The richest countries should stop hiring nurses en masse and at low cost in poor countries that are already poor in terms of health, and invest to reduce their shortage in this sector, the International Federation of Nurses calculated on Monday.
According to the International Council of Nurses (ICN), seven or eight wealthy countries, including the UK, US and Canada, are responsible for about 80% of international nurse migration in an attempt to fill their national shortage.

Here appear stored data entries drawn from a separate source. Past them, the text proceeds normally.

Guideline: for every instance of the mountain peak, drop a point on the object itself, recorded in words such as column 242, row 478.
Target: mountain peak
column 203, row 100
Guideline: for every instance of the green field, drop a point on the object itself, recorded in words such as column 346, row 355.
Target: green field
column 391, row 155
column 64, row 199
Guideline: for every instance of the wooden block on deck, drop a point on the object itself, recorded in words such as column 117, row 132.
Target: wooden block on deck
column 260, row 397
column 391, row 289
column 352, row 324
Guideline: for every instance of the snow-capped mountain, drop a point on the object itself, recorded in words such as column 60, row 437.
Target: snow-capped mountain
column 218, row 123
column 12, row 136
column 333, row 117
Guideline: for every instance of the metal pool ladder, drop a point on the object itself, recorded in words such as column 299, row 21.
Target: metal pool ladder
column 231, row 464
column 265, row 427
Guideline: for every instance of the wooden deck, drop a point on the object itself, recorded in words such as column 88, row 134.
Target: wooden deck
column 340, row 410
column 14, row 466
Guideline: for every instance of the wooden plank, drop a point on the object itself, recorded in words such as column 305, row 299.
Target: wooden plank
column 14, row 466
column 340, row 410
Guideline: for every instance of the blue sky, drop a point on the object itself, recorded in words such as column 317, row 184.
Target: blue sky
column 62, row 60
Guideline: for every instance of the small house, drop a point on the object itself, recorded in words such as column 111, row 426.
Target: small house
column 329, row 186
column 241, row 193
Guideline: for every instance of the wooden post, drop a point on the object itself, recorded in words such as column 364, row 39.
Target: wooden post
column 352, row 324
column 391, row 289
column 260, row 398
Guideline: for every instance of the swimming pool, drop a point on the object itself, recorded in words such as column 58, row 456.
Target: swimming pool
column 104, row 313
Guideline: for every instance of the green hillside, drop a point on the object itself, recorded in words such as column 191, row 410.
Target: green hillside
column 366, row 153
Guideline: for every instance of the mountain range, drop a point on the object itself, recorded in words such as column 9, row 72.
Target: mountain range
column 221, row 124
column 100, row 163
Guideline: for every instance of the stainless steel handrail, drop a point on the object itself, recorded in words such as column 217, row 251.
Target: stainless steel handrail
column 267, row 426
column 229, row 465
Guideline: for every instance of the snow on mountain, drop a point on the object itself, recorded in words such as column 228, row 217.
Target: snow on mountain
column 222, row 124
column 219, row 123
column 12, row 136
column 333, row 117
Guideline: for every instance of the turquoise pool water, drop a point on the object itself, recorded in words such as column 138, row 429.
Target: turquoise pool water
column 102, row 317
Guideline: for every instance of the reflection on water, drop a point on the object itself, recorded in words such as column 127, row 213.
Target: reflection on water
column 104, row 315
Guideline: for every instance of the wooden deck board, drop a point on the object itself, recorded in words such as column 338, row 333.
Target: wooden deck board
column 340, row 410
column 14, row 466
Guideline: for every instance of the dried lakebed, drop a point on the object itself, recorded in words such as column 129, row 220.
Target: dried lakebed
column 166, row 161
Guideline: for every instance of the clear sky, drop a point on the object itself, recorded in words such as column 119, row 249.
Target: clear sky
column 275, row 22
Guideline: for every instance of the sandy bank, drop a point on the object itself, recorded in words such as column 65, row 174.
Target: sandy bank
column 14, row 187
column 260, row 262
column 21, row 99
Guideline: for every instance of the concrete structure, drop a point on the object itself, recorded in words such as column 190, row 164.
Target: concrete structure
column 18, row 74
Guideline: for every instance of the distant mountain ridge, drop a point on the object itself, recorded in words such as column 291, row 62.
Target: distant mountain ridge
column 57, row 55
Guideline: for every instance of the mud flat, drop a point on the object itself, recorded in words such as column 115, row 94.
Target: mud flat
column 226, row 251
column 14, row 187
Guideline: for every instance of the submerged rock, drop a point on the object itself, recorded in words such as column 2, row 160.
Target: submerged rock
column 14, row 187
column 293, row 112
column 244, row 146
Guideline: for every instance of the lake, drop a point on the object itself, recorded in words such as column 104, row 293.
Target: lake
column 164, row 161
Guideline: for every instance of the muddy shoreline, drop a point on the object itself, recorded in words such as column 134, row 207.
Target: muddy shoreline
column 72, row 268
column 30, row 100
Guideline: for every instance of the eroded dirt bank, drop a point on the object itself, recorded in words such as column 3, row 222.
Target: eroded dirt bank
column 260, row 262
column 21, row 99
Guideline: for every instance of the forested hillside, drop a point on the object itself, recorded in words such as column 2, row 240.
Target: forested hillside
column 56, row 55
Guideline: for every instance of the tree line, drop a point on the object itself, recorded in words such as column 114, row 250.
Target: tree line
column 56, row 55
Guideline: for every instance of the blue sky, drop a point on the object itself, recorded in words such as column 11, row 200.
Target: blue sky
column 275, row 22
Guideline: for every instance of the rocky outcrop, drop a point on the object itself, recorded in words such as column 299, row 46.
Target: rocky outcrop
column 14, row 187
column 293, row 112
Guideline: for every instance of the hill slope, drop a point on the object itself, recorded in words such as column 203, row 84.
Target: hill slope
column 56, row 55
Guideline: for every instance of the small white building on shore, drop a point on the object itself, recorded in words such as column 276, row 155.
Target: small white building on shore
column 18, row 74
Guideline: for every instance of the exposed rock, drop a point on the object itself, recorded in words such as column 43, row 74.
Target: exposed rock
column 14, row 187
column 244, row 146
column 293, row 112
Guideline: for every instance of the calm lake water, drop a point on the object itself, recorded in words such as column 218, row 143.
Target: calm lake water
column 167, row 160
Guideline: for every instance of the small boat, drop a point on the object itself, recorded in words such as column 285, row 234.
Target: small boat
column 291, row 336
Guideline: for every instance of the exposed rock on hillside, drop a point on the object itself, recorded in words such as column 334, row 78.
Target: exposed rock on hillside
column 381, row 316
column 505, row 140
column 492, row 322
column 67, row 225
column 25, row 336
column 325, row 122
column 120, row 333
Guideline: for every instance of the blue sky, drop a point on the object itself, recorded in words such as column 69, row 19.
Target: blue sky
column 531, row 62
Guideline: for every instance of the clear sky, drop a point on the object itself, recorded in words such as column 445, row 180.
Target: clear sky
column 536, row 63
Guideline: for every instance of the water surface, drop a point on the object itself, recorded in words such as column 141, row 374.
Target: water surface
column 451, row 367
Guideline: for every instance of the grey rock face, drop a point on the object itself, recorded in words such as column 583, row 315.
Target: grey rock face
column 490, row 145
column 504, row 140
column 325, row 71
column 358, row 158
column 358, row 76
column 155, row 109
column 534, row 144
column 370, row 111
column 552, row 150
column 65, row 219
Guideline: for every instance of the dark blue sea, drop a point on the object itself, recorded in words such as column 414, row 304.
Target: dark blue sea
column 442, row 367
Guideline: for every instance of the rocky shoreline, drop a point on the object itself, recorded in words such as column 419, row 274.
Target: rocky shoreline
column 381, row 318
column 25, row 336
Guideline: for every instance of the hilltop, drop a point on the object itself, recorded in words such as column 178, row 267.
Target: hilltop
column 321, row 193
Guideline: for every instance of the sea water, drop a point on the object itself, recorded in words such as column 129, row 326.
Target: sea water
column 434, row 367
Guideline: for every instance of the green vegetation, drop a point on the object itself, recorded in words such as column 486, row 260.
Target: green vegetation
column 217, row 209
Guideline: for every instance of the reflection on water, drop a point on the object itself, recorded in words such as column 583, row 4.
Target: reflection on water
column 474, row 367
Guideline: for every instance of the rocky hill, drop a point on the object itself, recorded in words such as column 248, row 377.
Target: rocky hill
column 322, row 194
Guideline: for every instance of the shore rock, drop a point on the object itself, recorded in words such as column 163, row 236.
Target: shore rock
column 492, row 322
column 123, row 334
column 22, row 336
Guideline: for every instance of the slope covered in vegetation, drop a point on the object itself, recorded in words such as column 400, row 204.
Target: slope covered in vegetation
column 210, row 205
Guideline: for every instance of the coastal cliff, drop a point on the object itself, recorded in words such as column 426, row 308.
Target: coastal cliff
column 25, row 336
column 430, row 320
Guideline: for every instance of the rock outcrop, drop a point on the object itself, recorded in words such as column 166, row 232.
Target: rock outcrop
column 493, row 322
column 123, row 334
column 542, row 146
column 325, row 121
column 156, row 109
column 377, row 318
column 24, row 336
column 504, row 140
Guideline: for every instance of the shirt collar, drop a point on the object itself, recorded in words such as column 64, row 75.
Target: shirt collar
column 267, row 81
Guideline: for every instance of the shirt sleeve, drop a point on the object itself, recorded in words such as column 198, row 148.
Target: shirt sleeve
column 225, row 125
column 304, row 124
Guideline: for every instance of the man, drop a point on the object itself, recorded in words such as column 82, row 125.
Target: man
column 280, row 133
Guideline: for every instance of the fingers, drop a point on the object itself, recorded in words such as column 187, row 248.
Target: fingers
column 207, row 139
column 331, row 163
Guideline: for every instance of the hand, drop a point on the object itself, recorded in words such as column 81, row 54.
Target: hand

She stressed that such massive recruitment in African or Asian countries, whose health systems are among the most vulnerable on the planet, is difficult to justify.
“We are very concerned about some of the examples,” said Howard Catton, CEO of ICN, during a press conference hosted by the UN Correspondents Association in Geneva on Monday.
As such, he mentioned talks between the UK and Ghana to reach an agreement whereby London would pay Accra £1,000 (€1,140) for every nurse hired.
“This is by no means an acknowledgment of the true cost of training this nurse” or “a loss to the Ghanaian healthcare system,” he explained.
Mr Catton also denounced London’s agreement with the government of Nepal to hire nurses, while in the UK there are 80 nurses per 10,000 inhabitants, compared to about 20 in Nepal.
“This removes nurses from an already very weak base where access to medical care is limited” and thus could disappear in places, he said.
The international recruitment is also mainly aimed at specialized and experienced nurses, CII regrets.
“This creates a serious lack of experience in countries that cannot afford to lose their most experienced nurses,” said ICN President Pamela Cipriano, expressing “deep concern” about the ongoing “genuine brain drain.”
She addressed the “ethics” of recruiting countries, asking them to mobilize to become self-sufficient in nursing education. “Health is a global issue” and “we don’t want some countries to prosper while others suffer,” she said.
The ICN, founded in 1899 in Geneva, is a federation of over 130 national nursing associations representing 28 million nurses worldwide.